Can we reconstruct what actually happened?

Today, despite advances in observability (logs, traces, metrics), the answer is often partial.

Current tools help us understand:

  • what happened
  • where it happened

But far less:

  • why it happened
  • in which real context
  • with which complete causal chain

Thesis

Execution should not only be compliant or observable.
It must be reconstructible, explainable, and diagnosable.

Approach: OBELISK — Execution Evidence Layer

This gap led us to develop a complementary layer to existing approaches.

Objective: move from system observation to causal reconstruction of behaviour in production.

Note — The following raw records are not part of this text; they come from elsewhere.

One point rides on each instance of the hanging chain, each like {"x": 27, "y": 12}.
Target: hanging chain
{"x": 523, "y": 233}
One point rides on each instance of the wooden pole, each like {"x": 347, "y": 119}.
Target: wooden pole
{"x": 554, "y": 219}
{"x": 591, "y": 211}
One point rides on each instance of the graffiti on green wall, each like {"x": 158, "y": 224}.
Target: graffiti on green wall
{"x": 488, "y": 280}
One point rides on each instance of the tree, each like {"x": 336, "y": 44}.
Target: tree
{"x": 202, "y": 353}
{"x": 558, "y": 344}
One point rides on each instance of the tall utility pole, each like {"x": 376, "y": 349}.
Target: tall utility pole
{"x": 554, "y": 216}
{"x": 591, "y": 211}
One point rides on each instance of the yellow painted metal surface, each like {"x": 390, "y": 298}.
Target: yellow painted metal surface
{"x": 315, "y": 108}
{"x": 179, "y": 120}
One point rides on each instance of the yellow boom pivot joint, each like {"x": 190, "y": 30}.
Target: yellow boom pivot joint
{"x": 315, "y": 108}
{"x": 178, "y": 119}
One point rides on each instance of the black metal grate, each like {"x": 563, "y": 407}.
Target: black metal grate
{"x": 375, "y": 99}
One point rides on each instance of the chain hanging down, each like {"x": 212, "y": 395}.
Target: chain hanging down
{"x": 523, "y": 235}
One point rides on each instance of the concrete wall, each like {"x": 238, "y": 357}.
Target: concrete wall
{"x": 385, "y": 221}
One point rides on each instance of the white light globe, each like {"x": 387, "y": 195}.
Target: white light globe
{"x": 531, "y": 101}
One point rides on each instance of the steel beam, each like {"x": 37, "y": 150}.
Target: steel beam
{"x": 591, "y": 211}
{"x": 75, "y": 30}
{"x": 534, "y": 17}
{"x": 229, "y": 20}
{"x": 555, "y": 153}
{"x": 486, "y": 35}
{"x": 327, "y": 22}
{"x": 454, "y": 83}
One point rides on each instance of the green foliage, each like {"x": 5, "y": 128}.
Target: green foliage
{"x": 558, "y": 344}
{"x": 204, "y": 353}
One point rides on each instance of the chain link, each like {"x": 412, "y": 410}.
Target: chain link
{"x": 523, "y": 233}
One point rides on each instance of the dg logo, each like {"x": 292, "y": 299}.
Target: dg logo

What this changes in practice

Operational reality measurement
Capture what actually happens: accepted, modified, and rejected decisions.

Real friction analysis
Detect weak signals: corrections, rework, escalations, operator time*.
This quantifies the gap between expected performance and real usage.

Failure diagnosis
In case of incidents, reconstruct:

  • the full execution chain
  • intermediate decisions
  • real business context
  • the precise point of failure

This shifts from correlation to actionable causal analysis.

Performance validation
Claims become verifiable: productivity gains, error reduction, actual robustness.

Context anchoring
Every observation is linked to:

  • a business workflow
  • a risk level
  • a real operational context

Example (instrumented real case)

On a typical use case:

  • 72% of suggestions accepted
  • 18% modified
  • 6% rejected
  • 4% escalated to humans

These indicators allow:

  • measuring real human oversight
  • identifying where the system fails
  • understanding why it fails

Positioning

Existing tools enable tracing and monitoring.
This approach enables reconstruction, explanation, and diagnosis.

Link to the AI Act

It directly strengthens:

  • traceability (Article 12)
  • human oversight (Article 14)
  • post-market monitoring (Article 72)
  • continuous risk management

and most importantly:
the ability to analyse real incidents in production.

Insight

Future compliance will not be a certification.
It will be a demonstration of real-world system behaviour.

Conclusion

Without the ability to explain failures, some AI Act obligations remain difficult to verify in practice.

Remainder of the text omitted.